Tamao: So, part of the reason I wanted to call them back was so we had lunch a couple of years ago and the result was that he told me a really great story and I said wow, you know, really, we want DevXCon, DevRelCon to be a practitioner’s conference where we really try to move away from the high-level talks and really get people to share their real-life stories, what they’re dealing with in their particular use cases and not have all the answers but, you know, to share it so we can start the conversation. So hopefully, those of you who were here last year, you saw Alex come to speak and I said, “I love the story that you told me. I really want you to share it,” and then he didn’t share it.
Alex: I’m sorry, it was loud.
Tamao: I was like all these people, I need to wrangle them more like, “Where was the awesome story?” So fast forward, I said, “Okay, this time I’m gonna get you in this seat. You don’t even have to prepare slides, I just want you to talk about it.” And of course, you said, “Well, you’ll have to talk to Randall because he was part of this really great story.” And so I was on a call with Randall months ago and what I loved was, I was like, “This is what Alex told me.” It’s just amazing sort of this history of like what happened in the early days at Stormpath and what you did and the example was really of, you know, someone who even though he’s a little different because he’s not just a dev advocate, he’s sort of a CTO dev advocate, but you know, someone with very much a dev advocate hat had gone and kinda done something and really influenced the direction that the company would go so I really wanted to share that.

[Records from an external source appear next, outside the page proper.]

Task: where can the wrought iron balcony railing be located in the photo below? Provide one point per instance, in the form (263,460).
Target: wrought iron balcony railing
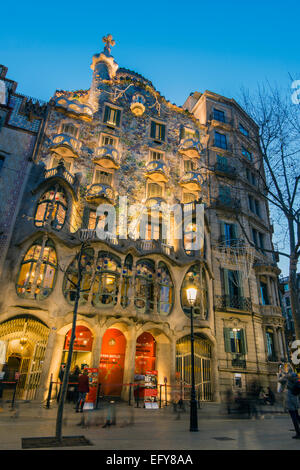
(156,170)
(107,156)
(61,172)
(238,360)
(65,145)
(227,170)
(98,191)
(224,302)
(191,148)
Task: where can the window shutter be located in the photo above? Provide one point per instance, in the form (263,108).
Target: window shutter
(234,231)
(85,217)
(222,231)
(106,113)
(227,342)
(118,117)
(152,132)
(240,281)
(243,342)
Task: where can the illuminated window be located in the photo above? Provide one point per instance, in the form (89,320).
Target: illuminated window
(108,140)
(37,272)
(220,140)
(144,286)
(165,289)
(52,208)
(189,197)
(112,116)
(72,275)
(235,340)
(126,281)
(106,283)
(219,115)
(56,161)
(69,129)
(198,278)
(155,190)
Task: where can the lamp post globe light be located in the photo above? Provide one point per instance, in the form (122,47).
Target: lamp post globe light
(191,294)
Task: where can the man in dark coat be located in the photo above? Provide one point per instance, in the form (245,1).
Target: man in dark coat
(288,380)
(83,390)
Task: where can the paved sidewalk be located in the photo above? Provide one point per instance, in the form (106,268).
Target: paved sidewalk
(139,429)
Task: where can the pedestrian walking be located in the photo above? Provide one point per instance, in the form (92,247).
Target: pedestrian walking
(83,390)
(289,380)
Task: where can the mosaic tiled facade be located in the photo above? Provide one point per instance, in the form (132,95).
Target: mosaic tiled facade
(122,138)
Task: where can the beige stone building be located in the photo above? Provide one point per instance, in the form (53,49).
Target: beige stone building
(121,138)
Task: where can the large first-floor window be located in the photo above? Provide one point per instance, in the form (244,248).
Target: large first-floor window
(38,270)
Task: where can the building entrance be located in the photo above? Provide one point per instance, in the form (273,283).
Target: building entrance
(23,343)
(202,354)
(112,359)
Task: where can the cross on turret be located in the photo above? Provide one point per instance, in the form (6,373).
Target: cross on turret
(109,42)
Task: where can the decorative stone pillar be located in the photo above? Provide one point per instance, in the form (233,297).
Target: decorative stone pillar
(97,344)
(45,379)
(129,366)
(52,362)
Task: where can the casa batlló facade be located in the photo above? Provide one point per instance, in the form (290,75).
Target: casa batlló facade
(121,138)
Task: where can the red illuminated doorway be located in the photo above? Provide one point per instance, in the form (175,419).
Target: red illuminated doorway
(82,348)
(145,353)
(112,358)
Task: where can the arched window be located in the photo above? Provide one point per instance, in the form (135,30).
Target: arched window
(198,278)
(144,286)
(52,207)
(37,272)
(70,129)
(165,289)
(126,281)
(106,284)
(189,238)
(71,277)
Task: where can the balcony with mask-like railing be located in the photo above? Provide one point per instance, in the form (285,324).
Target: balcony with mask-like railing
(107,156)
(226,202)
(192,180)
(229,302)
(191,147)
(223,169)
(101,190)
(73,108)
(238,361)
(61,172)
(157,171)
(65,145)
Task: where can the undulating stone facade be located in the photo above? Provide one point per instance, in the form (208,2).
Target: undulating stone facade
(121,138)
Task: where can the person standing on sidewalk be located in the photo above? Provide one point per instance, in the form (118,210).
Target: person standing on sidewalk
(83,390)
(288,380)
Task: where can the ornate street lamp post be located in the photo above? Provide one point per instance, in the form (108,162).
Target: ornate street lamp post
(191,293)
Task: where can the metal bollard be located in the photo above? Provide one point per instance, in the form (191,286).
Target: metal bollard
(49,392)
(14,396)
(98,395)
(129,397)
(160,395)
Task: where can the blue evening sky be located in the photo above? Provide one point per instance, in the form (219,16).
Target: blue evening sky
(181,46)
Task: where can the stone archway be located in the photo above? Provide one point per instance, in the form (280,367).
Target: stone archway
(24,339)
(203,366)
(112,362)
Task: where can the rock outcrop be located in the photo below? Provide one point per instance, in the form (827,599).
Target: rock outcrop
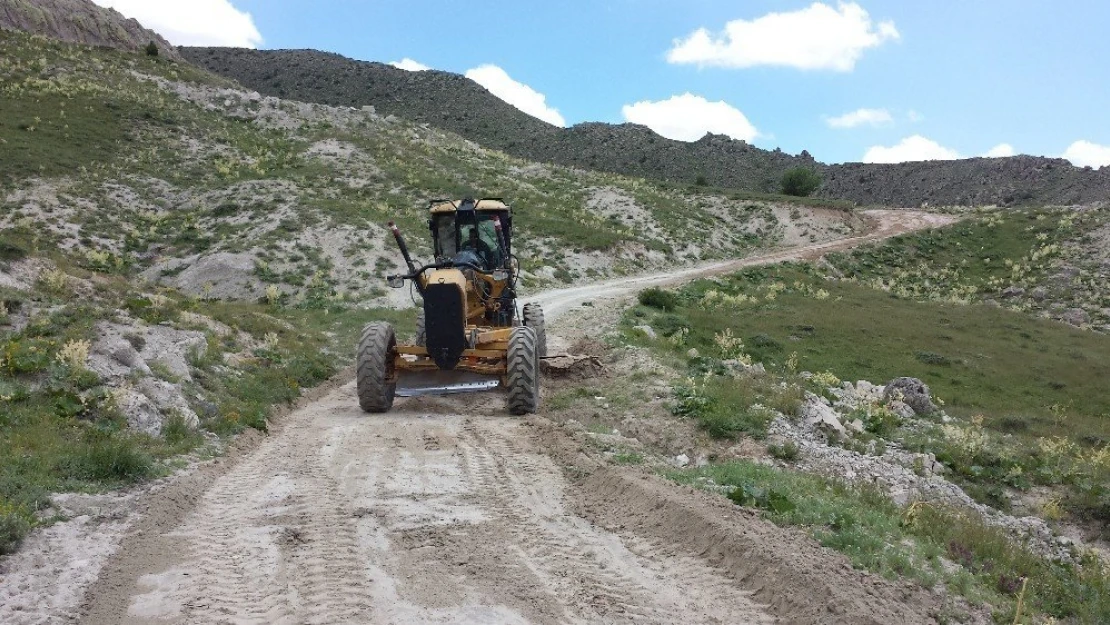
(80,21)
(455,103)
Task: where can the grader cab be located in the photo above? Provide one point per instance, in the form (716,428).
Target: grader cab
(470,335)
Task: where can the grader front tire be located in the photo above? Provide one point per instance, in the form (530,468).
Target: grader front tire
(534,318)
(375,376)
(523,372)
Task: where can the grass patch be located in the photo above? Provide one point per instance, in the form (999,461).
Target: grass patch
(919,543)
(727,406)
(978,359)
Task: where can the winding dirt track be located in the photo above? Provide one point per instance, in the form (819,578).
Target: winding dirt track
(444,511)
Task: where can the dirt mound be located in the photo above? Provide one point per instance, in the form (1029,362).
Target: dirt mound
(80,21)
(757,554)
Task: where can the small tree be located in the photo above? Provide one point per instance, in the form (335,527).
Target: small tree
(800,182)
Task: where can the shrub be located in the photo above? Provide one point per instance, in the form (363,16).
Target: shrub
(658,299)
(800,182)
(104,457)
(787,451)
(14,524)
(932,358)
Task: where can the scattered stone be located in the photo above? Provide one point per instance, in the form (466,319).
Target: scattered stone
(912,392)
(820,416)
(1076,316)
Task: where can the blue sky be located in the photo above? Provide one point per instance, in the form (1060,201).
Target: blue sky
(875,80)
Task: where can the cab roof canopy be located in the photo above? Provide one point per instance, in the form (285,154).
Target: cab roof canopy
(453,205)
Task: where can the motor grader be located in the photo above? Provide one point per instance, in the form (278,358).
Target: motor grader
(470,336)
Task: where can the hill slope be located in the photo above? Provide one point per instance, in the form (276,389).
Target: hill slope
(458,104)
(80,21)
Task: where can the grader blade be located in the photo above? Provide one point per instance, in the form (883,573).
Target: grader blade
(420,383)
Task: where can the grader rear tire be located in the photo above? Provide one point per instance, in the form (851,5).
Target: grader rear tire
(421,330)
(375,376)
(534,319)
(523,372)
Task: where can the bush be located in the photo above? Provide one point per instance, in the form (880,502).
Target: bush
(658,299)
(109,459)
(787,451)
(14,524)
(800,182)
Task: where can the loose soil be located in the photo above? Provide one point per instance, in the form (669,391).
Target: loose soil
(448,511)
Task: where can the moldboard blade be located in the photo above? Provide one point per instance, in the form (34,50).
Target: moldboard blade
(417,383)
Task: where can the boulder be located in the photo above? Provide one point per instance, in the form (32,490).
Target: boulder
(1076,316)
(820,416)
(912,392)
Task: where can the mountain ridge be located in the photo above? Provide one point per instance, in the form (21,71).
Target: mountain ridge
(81,21)
(455,103)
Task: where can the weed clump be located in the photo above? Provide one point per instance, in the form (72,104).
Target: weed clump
(658,299)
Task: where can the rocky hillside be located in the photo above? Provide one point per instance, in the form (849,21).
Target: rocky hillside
(80,21)
(224,192)
(455,103)
(179,254)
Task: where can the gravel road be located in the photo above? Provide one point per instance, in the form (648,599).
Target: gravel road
(447,511)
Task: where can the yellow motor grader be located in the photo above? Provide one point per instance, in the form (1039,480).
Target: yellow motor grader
(470,336)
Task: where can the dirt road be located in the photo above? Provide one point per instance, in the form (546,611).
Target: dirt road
(446,511)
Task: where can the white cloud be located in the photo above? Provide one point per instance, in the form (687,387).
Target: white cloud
(410,64)
(192,22)
(516,93)
(688,118)
(1085,153)
(1000,150)
(815,38)
(915,148)
(870,117)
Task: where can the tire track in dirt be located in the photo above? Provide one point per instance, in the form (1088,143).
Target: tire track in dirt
(437,514)
(886,222)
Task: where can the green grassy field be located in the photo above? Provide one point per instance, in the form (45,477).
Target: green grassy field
(925,543)
(60,426)
(1017,371)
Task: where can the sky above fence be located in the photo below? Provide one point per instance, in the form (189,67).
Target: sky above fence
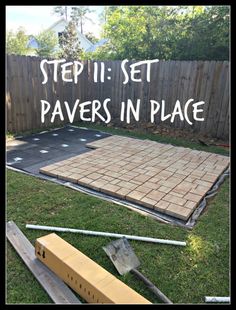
(37,18)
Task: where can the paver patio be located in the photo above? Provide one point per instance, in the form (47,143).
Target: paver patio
(169,179)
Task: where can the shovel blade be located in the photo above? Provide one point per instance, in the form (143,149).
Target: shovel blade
(122,255)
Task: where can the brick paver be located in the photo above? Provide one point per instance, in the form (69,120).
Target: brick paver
(168,179)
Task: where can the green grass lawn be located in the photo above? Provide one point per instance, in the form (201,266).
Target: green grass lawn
(184,274)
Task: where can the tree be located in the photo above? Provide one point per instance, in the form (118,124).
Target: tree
(16,43)
(91,37)
(78,15)
(61,11)
(69,43)
(47,41)
(166,32)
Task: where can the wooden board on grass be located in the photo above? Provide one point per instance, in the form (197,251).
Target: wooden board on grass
(58,291)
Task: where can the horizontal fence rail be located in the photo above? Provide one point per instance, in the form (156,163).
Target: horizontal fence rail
(206,81)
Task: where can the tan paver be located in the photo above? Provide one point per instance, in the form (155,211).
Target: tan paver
(168,179)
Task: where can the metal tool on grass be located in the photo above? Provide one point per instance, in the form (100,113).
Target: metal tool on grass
(123,257)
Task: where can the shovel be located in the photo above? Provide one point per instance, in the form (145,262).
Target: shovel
(123,257)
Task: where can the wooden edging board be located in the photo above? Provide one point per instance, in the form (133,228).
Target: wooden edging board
(58,291)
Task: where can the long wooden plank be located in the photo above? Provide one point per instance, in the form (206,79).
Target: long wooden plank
(54,286)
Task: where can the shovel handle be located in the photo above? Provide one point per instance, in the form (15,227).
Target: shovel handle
(152,287)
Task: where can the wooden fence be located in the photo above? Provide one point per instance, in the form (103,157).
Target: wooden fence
(206,81)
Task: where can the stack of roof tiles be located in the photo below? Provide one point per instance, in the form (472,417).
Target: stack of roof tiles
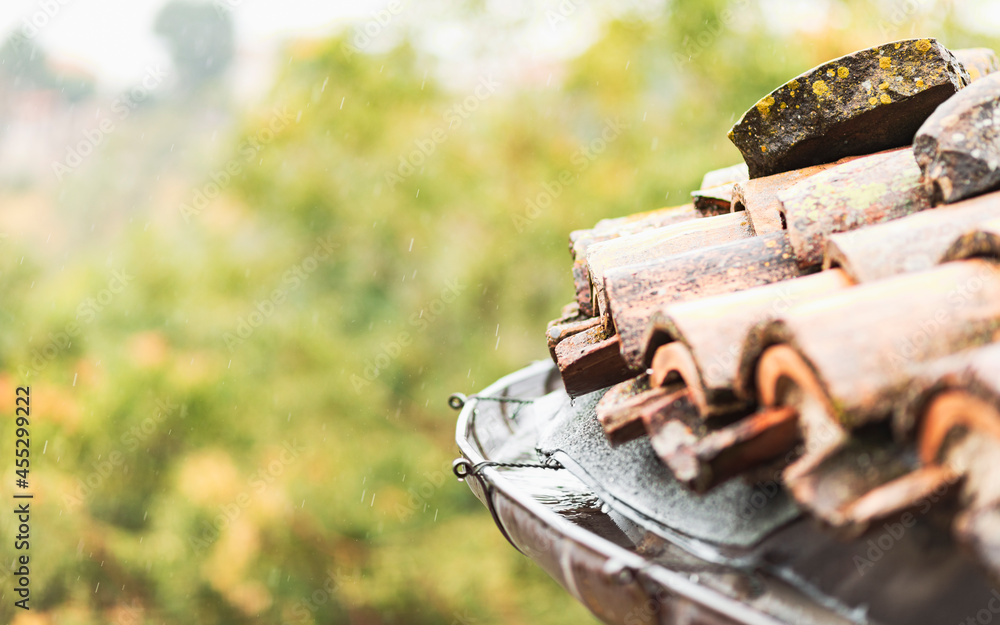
(832,307)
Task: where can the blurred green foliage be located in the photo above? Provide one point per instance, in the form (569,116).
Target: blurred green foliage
(253,429)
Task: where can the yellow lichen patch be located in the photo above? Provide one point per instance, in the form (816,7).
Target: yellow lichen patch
(764,106)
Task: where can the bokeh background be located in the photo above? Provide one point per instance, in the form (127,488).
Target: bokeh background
(248,248)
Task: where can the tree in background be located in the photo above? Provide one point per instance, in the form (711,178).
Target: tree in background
(200,39)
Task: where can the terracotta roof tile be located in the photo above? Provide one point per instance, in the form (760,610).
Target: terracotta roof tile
(958,147)
(871,384)
(862,192)
(913,243)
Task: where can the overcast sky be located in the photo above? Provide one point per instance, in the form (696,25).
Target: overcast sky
(114,39)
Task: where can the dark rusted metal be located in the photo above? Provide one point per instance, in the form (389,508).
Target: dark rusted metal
(979,62)
(660,244)
(709,333)
(913,243)
(862,192)
(616,409)
(886,329)
(867,101)
(590,360)
(958,147)
(637,292)
(629,575)
(607,229)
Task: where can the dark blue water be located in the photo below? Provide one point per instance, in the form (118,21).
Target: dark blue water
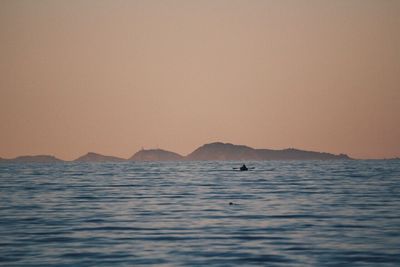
(295,213)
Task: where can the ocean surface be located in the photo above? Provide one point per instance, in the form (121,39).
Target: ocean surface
(283,213)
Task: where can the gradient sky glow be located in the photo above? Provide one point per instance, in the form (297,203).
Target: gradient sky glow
(115,76)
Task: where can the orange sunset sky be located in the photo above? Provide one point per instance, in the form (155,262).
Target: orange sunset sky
(114,76)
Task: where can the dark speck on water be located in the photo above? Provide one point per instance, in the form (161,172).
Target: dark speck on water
(291,213)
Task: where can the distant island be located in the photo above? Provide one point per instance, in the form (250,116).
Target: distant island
(208,152)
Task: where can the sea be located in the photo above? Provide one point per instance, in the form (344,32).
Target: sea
(279,213)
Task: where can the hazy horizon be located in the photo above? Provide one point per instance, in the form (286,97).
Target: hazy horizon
(112,77)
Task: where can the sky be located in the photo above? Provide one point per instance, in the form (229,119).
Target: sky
(116,76)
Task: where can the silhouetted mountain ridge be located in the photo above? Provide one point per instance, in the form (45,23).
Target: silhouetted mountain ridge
(210,152)
(227,151)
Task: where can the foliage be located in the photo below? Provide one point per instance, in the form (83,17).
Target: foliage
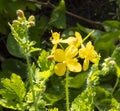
(79,70)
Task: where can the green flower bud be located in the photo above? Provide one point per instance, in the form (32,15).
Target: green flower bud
(20,13)
(31,18)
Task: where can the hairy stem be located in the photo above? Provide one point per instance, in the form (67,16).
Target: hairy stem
(67,90)
(30,74)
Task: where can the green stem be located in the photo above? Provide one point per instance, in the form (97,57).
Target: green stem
(67,90)
(117,81)
(30,74)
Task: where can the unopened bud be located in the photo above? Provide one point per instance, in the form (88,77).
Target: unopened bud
(32,23)
(31,18)
(20,13)
(50,57)
(16,22)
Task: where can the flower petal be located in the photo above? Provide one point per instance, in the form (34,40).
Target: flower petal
(82,52)
(85,64)
(73,65)
(59,55)
(71,51)
(60,69)
(79,39)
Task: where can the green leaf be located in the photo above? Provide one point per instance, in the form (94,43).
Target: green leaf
(106,42)
(16,66)
(78,80)
(55,90)
(111,25)
(43,62)
(84,101)
(102,99)
(12,92)
(116,55)
(58,18)
(13,47)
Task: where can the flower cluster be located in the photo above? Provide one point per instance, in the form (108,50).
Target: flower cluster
(68,58)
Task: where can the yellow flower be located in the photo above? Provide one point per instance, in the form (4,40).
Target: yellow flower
(76,41)
(89,54)
(55,39)
(66,60)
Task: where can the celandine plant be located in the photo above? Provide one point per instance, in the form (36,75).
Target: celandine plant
(71,64)
(67,58)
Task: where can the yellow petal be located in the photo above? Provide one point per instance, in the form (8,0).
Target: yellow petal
(79,39)
(60,69)
(74,66)
(59,55)
(85,64)
(71,51)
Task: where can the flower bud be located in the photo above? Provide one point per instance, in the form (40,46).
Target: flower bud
(16,22)
(31,18)
(32,23)
(20,13)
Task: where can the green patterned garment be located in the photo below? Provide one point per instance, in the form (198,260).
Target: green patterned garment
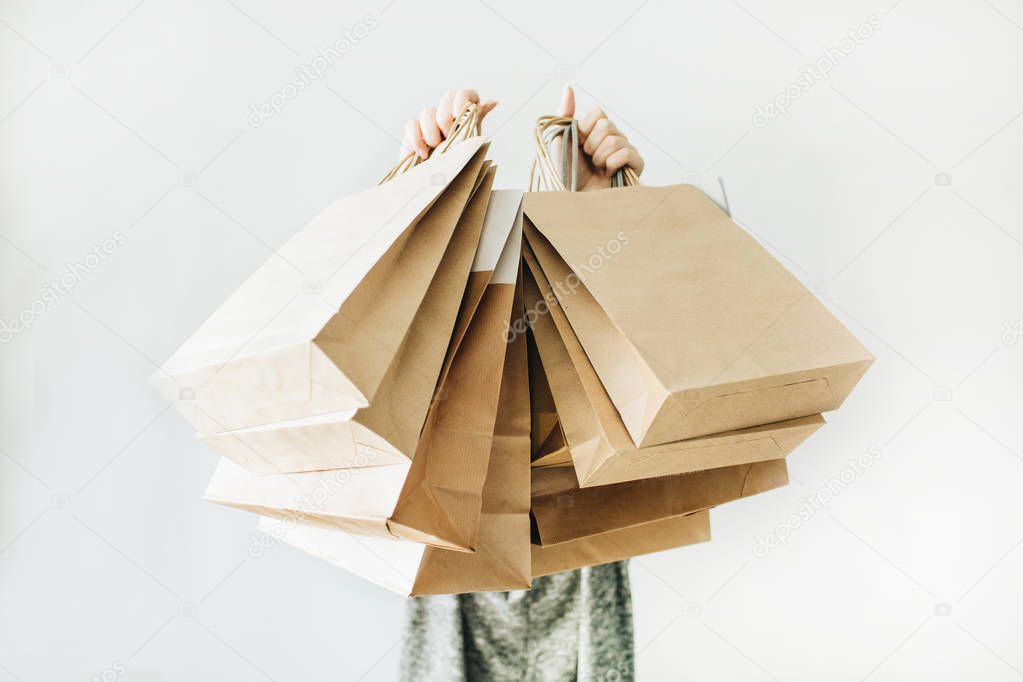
(575,626)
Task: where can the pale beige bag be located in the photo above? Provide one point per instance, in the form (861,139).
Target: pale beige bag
(588,433)
(388,429)
(437,497)
(316,328)
(692,326)
(501,559)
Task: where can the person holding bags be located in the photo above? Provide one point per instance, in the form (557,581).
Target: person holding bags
(571,626)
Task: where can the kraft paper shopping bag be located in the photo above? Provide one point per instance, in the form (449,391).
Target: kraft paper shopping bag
(391,424)
(692,326)
(437,497)
(314,330)
(622,544)
(563,511)
(501,559)
(595,441)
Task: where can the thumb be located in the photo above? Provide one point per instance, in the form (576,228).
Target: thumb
(568,102)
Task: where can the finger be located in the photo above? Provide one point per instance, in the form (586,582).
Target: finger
(567,108)
(444,119)
(487,107)
(460,98)
(627,156)
(587,123)
(413,139)
(602,129)
(610,145)
(428,126)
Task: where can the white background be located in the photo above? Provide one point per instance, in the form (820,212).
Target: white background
(109,557)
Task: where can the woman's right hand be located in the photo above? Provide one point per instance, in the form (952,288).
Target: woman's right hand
(425,134)
(603,148)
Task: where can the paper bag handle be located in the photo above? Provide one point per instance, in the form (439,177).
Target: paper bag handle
(468,124)
(547,175)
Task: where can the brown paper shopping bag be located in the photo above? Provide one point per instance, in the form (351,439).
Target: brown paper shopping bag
(437,497)
(693,327)
(563,511)
(501,559)
(622,544)
(447,473)
(388,429)
(315,329)
(595,441)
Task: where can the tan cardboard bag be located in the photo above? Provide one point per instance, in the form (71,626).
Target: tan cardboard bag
(314,330)
(594,439)
(563,511)
(436,498)
(501,559)
(445,484)
(388,429)
(693,327)
(625,543)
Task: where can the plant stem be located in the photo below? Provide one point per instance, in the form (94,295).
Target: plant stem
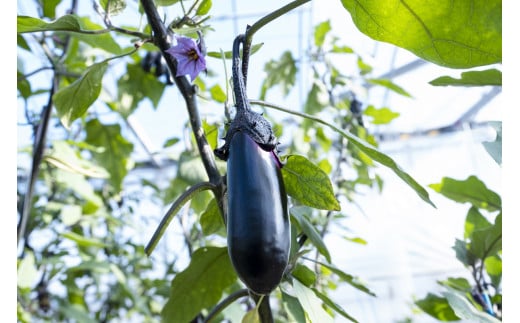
(225,303)
(270,17)
(162,39)
(176,206)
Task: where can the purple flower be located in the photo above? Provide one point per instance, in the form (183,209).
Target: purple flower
(189,56)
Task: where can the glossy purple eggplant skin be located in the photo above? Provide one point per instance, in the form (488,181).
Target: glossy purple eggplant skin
(258,228)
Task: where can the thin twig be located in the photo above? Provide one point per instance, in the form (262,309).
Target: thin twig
(225,303)
(176,206)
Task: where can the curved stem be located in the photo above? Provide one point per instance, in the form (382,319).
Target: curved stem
(270,17)
(264,308)
(176,206)
(225,303)
(162,39)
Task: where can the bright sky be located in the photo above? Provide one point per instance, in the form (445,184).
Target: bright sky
(398,218)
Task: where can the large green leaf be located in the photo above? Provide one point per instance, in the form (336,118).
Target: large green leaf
(115,157)
(437,307)
(64,157)
(380,116)
(200,285)
(135,85)
(487,242)
(471,190)
(465,310)
(73,101)
(78,27)
(364,147)
(26,24)
(456,34)
(471,78)
(103,41)
(298,213)
(308,184)
(474,221)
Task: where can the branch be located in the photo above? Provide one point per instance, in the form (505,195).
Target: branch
(225,303)
(38,147)
(162,39)
(176,206)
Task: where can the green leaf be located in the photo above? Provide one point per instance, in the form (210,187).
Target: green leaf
(165,3)
(385,160)
(342,49)
(281,72)
(305,275)
(471,78)
(80,186)
(389,85)
(487,242)
(474,221)
(217,93)
(200,285)
(460,34)
(364,68)
(308,184)
(103,41)
(229,54)
(299,214)
(364,147)
(70,214)
(204,7)
(494,269)
(73,101)
(351,280)
(333,305)
(380,116)
(211,220)
(462,253)
(465,310)
(27,273)
(294,308)
(115,157)
(252,316)
(83,241)
(317,99)
(320,31)
(64,157)
(311,303)
(460,284)
(437,307)
(26,24)
(113,7)
(471,190)
(49,8)
(134,86)
(170,142)
(494,148)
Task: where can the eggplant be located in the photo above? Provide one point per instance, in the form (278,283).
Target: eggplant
(258,228)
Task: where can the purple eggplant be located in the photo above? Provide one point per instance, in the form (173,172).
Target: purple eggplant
(258,230)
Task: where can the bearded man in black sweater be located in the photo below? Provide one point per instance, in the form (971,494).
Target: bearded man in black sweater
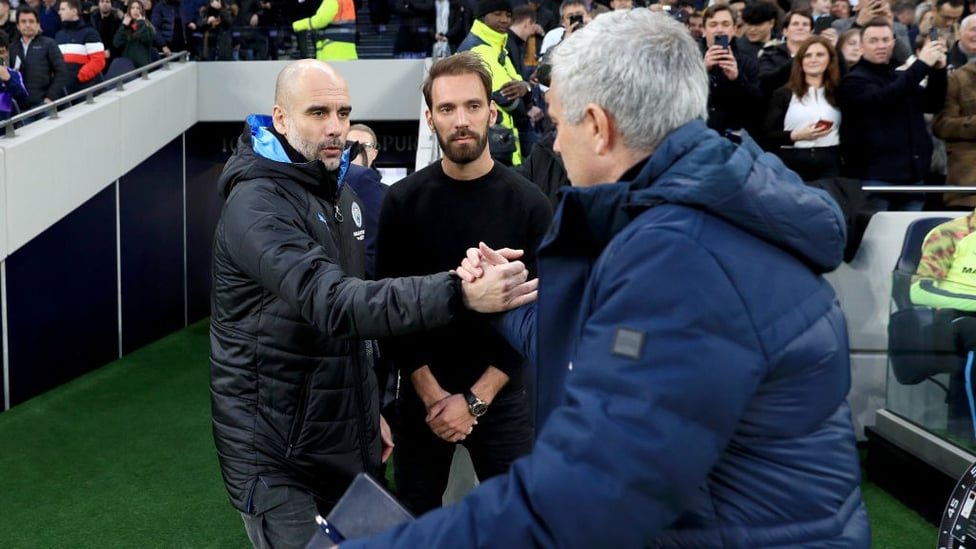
(463,383)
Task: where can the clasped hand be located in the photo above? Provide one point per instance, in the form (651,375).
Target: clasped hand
(450,419)
(495,284)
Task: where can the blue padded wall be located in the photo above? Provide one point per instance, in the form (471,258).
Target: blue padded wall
(151,247)
(208,145)
(62,300)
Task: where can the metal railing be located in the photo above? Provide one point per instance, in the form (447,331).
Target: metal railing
(88,94)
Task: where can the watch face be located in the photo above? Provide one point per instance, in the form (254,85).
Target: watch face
(478,409)
(958,527)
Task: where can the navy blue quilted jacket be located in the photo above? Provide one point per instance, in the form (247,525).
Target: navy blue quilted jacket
(692,369)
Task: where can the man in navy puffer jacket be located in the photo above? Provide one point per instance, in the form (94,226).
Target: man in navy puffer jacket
(692,362)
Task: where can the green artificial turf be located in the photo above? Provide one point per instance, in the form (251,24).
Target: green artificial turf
(123,457)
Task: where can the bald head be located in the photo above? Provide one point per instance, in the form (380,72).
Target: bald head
(289,78)
(312,110)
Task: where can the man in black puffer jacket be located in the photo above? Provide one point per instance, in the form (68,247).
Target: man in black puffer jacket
(294,398)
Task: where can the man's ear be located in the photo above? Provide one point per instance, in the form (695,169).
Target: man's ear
(601,127)
(279,119)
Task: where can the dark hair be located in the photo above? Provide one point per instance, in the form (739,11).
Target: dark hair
(714,9)
(794,13)
(759,12)
(457,65)
(26,9)
(798,82)
(73,4)
(876,22)
(523,12)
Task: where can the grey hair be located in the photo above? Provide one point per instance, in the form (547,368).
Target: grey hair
(967,21)
(643,68)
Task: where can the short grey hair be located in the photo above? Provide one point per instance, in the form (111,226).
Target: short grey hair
(644,68)
(967,21)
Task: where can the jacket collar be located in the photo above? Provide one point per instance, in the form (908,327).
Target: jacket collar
(489,36)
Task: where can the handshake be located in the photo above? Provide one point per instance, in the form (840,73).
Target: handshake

And so when I chatted with Randall a couple months ago, he’s like, “Let me tell you my side of the story. This is how I experienced it.” So, with him not here, hopefully, you know, if Alex…Alex supposedly is trained on both sides of the story from Randall, but if he doesn’t, I’ll try to insert some of my memory. So give us the scenario. What I heard was a scenario, was sort of from the executive level sort of a request and a vision of what they wanted Randall to be doing, how he should be spending the time and what you thought the product direction might be at that time that needed change.
Alex: Yeah, so let me go back and set the stage. So this was… I mean, remember, this is fairly early at the time. We did not have developer relations at the time. We had no developer advocates and…
Tamao: How many people were there?
Alex: I think we were like 12.
And so you know, one of the problems of developer products is that you typically have great developers building that product. You know, your CTO, your architects, your engineers, I mean, they’re typically, you know, what we refer to as like Level 6 to 10 developers and that’s great, that’s why you end up building great products. It attracts great talent, you build great products, it all works, it scales. The challenge that level…you know, high-level developers have is that they tend to not understand and have empathy for the average developer, you know, the level one through five developer. They think everyone is as smart as them and if they’re not as smart as them, they should be. And that doesn’t really work well for dev ex and dev rel. But we didn’t really put the dev ex, dev rel function yet and so we were still in that mode. But our whole organization thought every developer is very comfortable with the REST APIs and they should all understand how to make them work and it’ll all be magic if we just give them a good REST API.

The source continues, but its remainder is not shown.